Frauen sind in den nationalen bzw. globalen Entscheidungsprozessen im Kampf gegen die Pandemie weitgehend abwesend. Diese Kluft bei den Führungspositionen ist von Stereotypen, Diskriminierung und Machtgefälle bestimmt. Einige Frauen werden aufgrund von Rasse oder sozioökonomischer Klasse weiter benachteiligt.

Meine dritte Botschaft am heutigen Tag lautet: Wir brauchen verstärkte soziale Unterstützung, Prävention, frühzeitige Erkennung und Behandlung für Frauen, die durch häusliche Gewalt gefährdet sind. Darüber hinaus müssen wir die Auswirkungen des Virus auf die psychische Gesundheit bekämpfen und einen Burnout bei Gesundheitsfachkräften verhindern.

In allen Teilen der Europäischen Region ist ein dramatischer Anstieg der Berichte von Gewalt gegen Frauen zu verzeichnen. Zahllose Frauen werden zu einem „Lockdown“ zu Hause mit ihren Peinigern gezwungen. Und obwohl die Gefahr von Gewalt zugenommen hat, ist der Zugang zu entsprechenden Angeboten Berichten zufolge weitgehend unterbrochen. Aufnahmestellen für Opfer von häuslicher Gewalt sind voll oder werden für andere Zwecke genutzt oder wurden geschlossen. Ersthelfer sind überfordert.

Zudem sind Frauen infolge von COVID-19 einer größeren psychologischen Belastung ausgesetzt als Männer. Daten eines österreichischen Sorgentelefons aus dem Jahr 2020 zeigen, dass 68% der Anrufer weiblich waren und dass Frauen deutlich schlechter als Männer bei sämtlichen Parametern für psychische Gesundheit abschnitten.

Arbeitet man im Gesundheitswesen, ist man stärker durch Traumata, stressbedingte Störungen und Depressionen gefährdet. Studien zeigen, dass 20–70% der Gesundheitsfachkräfte mit psychischen Problemen kämpfen. Die größte Sorge ist dabei oft die Angst vor einer Infektion mit dem Virus und vor dem Unbekannten.

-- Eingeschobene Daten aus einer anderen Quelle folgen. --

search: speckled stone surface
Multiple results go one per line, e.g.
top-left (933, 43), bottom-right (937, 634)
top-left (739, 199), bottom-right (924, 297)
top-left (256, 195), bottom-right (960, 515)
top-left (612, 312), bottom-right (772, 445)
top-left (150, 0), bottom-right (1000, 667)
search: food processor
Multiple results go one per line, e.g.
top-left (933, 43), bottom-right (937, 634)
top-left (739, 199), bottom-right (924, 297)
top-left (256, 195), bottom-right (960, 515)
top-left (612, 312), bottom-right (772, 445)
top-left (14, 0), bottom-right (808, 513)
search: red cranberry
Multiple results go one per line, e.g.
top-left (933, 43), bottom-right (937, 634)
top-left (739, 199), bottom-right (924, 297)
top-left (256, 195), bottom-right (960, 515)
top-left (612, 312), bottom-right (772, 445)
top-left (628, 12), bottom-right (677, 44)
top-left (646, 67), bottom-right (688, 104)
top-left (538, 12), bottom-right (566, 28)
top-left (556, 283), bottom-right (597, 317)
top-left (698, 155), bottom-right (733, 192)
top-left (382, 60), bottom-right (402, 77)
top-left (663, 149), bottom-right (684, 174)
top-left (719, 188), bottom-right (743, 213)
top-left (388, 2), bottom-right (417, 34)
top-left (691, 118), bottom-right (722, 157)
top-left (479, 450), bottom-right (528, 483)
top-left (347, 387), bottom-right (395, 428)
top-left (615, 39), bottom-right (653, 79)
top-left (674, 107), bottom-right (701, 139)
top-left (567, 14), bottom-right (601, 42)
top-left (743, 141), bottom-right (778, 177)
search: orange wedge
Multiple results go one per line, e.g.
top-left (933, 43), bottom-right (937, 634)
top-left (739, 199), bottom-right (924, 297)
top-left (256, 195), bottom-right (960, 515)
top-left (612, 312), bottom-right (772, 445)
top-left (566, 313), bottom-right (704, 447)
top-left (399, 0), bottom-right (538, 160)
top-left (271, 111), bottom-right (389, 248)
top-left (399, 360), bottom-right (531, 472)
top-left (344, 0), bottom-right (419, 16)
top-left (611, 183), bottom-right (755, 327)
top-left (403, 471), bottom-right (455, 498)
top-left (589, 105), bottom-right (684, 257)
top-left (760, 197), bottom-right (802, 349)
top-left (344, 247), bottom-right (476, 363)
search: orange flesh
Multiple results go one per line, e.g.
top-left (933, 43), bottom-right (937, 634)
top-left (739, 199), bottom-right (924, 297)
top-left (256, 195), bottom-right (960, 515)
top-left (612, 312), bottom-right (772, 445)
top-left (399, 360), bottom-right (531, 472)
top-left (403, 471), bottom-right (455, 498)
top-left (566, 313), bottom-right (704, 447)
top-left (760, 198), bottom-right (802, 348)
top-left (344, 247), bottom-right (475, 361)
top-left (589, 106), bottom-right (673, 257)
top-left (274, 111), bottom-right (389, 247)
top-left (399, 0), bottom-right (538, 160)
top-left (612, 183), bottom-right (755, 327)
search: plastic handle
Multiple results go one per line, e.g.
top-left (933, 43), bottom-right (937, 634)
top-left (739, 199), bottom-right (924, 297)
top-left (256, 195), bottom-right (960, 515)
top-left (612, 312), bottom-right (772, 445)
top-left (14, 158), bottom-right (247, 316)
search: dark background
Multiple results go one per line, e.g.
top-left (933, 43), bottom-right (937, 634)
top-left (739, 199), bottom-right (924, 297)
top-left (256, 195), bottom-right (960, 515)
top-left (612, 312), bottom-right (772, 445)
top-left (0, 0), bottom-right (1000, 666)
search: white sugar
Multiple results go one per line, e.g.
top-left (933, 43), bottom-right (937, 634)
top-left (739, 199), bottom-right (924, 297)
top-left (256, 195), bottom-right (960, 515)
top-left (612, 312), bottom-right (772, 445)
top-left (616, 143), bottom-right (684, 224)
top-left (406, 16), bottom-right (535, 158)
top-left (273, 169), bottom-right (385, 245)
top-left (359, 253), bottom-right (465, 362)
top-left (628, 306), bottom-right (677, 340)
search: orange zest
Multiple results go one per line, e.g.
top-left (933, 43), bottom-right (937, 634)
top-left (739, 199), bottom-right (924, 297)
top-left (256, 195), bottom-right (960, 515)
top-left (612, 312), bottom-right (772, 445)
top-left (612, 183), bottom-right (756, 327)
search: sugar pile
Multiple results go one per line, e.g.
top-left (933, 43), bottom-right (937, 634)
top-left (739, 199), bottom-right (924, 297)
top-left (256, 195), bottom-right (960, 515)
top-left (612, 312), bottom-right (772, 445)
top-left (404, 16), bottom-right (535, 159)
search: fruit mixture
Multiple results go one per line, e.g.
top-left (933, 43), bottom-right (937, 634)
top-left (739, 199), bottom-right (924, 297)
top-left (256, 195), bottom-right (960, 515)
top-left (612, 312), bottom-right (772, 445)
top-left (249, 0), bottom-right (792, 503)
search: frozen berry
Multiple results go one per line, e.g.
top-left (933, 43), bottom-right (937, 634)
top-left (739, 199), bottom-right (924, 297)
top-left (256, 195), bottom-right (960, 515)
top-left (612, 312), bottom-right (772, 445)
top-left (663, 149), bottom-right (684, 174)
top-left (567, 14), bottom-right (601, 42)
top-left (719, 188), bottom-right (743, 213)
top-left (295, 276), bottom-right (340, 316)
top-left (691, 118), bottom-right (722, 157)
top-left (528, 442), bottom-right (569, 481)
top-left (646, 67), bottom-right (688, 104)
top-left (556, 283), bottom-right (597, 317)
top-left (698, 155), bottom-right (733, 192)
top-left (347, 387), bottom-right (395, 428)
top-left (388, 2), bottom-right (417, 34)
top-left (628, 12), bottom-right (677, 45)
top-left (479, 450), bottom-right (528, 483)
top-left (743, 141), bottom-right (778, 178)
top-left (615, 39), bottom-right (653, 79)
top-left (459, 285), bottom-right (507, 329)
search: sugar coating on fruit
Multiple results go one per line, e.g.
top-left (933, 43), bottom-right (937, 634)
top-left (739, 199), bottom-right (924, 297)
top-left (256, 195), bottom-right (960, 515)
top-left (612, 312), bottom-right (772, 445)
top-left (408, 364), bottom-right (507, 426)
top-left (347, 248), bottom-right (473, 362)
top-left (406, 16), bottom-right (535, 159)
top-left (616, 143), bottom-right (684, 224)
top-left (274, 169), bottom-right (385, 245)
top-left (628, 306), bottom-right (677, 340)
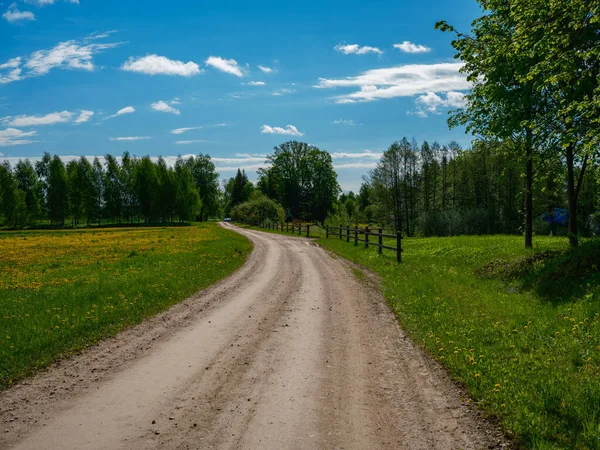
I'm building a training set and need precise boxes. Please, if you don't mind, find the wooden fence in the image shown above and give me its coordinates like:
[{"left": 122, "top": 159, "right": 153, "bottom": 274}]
[
  {"left": 260, "top": 222, "right": 310, "bottom": 237},
  {"left": 259, "top": 222, "right": 403, "bottom": 262},
  {"left": 325, "top": 225, "right": 402, "bottom": 262}
]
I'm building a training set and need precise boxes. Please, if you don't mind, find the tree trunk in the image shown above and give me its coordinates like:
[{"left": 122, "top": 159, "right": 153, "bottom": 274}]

Es bedarf finanzieller Ressourcen und operationeller Kapazitäten für entsprechende Unterstützungsdienste – auch während eines Lockdowns.

Nichts von alledem dürfen wir ignorieren. Und all dies können wir ändern. Denn wenn Systeme bis ins Mark erschüttert werden, besteht die Chance auf ein Umdenken und auf den Aufbau besserer Gesellschaften – und wir sind es uns selbst schuldig, diese Chance zu ergreifen.

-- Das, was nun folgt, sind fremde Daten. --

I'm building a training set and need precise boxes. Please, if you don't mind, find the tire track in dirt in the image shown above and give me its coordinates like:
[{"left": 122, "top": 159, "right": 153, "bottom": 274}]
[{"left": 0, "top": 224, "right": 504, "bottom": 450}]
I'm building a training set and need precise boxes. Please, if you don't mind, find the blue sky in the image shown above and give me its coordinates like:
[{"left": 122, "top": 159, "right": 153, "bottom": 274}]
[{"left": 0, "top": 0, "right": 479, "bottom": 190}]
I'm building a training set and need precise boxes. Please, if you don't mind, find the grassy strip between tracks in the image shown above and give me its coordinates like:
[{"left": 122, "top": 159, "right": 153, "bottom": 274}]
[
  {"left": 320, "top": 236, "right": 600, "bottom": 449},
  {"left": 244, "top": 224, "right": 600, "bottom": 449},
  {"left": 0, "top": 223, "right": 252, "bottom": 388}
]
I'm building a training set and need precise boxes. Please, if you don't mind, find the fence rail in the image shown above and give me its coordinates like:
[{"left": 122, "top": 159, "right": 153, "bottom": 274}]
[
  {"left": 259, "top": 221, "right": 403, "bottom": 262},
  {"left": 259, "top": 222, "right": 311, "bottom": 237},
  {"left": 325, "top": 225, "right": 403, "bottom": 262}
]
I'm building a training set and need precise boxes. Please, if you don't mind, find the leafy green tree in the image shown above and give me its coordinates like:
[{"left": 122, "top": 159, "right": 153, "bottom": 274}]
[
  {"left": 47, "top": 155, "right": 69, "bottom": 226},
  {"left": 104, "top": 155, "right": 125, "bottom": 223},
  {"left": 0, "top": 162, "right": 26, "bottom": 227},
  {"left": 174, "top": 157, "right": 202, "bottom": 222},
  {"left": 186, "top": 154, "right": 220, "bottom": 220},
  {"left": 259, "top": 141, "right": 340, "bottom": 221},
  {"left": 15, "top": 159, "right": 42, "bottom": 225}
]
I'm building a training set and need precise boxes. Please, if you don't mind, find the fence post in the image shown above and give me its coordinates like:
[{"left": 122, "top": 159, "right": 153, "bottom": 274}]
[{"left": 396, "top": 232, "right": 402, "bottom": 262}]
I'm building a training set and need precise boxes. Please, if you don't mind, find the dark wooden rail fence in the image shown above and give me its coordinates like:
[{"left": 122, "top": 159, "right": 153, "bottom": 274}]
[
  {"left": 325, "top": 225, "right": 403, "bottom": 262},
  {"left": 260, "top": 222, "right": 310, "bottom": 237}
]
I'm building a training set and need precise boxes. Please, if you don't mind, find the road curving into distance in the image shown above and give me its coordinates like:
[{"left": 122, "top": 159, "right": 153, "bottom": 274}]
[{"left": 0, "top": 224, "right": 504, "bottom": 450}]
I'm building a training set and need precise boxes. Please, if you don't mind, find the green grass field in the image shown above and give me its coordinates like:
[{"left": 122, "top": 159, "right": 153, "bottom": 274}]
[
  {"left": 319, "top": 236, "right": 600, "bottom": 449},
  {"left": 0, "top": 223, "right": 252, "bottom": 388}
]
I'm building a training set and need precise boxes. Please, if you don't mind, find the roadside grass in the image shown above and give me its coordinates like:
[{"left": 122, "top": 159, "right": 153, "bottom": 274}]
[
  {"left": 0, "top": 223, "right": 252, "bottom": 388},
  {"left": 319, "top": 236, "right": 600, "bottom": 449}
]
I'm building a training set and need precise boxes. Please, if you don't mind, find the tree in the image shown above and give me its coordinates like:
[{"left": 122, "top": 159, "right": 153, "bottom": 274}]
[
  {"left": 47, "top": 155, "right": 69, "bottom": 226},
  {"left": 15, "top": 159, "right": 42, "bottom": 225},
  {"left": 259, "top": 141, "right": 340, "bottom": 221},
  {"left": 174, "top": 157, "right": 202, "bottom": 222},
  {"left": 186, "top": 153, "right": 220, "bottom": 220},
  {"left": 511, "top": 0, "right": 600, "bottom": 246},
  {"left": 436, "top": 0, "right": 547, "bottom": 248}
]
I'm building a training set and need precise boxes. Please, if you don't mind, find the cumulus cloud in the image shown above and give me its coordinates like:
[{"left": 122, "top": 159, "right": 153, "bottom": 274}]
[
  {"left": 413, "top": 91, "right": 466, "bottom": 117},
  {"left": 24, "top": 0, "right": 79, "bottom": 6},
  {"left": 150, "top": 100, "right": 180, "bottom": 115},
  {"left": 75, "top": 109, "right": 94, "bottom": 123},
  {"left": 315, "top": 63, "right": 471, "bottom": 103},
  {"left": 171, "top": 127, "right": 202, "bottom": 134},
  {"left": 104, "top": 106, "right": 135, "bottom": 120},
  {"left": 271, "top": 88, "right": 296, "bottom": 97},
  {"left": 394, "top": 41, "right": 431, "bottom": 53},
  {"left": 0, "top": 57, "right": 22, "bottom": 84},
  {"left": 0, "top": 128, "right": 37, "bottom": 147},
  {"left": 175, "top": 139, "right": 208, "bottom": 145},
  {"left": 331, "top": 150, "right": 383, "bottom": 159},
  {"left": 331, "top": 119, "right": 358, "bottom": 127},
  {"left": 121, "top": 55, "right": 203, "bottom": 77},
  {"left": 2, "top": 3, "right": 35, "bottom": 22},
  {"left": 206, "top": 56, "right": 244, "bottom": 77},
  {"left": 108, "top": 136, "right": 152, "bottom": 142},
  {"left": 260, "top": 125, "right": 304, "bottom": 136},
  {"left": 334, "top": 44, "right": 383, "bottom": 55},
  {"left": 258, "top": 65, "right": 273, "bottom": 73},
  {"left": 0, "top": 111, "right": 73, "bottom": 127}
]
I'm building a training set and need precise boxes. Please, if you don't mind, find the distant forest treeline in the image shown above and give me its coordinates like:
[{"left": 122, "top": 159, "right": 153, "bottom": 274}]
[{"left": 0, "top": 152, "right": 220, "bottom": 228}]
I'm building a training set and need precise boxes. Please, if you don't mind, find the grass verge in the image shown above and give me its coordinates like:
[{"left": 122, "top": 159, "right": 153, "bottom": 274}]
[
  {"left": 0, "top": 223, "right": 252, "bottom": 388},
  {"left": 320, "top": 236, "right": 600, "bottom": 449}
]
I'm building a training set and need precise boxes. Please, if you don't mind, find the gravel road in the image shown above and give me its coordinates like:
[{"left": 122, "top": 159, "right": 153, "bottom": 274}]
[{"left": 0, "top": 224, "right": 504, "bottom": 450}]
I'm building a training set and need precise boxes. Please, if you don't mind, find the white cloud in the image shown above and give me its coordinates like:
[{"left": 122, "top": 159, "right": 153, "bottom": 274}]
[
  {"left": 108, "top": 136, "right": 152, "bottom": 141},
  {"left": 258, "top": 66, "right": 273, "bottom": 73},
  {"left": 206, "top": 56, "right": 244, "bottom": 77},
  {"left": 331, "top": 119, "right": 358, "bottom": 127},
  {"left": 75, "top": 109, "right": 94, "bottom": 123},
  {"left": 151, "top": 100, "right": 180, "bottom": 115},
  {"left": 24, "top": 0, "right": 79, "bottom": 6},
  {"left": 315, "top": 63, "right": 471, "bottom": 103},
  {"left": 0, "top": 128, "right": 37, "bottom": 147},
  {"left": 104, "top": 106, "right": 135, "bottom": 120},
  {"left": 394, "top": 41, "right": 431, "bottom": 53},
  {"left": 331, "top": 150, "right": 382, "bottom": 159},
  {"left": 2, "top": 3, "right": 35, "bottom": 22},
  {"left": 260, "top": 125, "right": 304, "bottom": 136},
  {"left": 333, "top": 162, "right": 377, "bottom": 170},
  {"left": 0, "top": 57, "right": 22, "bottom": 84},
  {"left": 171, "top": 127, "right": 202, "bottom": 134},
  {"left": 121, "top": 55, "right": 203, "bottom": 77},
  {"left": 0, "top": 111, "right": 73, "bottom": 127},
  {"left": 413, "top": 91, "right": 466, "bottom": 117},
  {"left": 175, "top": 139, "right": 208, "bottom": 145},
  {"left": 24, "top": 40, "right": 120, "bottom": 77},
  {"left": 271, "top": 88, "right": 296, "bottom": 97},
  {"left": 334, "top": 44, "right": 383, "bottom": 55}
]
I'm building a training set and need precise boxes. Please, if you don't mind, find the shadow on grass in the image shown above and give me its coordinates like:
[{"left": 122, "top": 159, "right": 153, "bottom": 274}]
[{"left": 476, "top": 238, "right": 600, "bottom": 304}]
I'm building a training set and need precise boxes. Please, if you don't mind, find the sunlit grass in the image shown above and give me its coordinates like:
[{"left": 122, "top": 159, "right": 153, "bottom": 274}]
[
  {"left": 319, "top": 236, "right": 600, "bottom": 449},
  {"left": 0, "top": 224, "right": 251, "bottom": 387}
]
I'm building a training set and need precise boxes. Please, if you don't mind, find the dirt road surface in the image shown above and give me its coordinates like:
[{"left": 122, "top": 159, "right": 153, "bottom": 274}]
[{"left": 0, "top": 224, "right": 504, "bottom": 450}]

Dabei geht es nicht nur um die Beseitigung langjähriger Ungleichheiten zwischen den Geschlechtern. Es geht um Frauen als Führungspersönlichkeiten im Gesundheitswesen und um eine genderspezifische Reaktion auf Krisen. Es geht darum, dass Gleichberechtigung und das Schutzbedürfnis von Frauen im Zentrum jeglicher Reaktion stehen. Und es geht darum, Missstände zu beseitigen – sowohl außerhalb als auch innerhalb der Krankenhausmauern– zum Wohl der Allgemeinheit.

Globale Gesundheit sollte von uns allen geleitet und geleistet werden.

Ich wünschen Ihnen am Montag einen fröhlichen Internationalen Frauentag.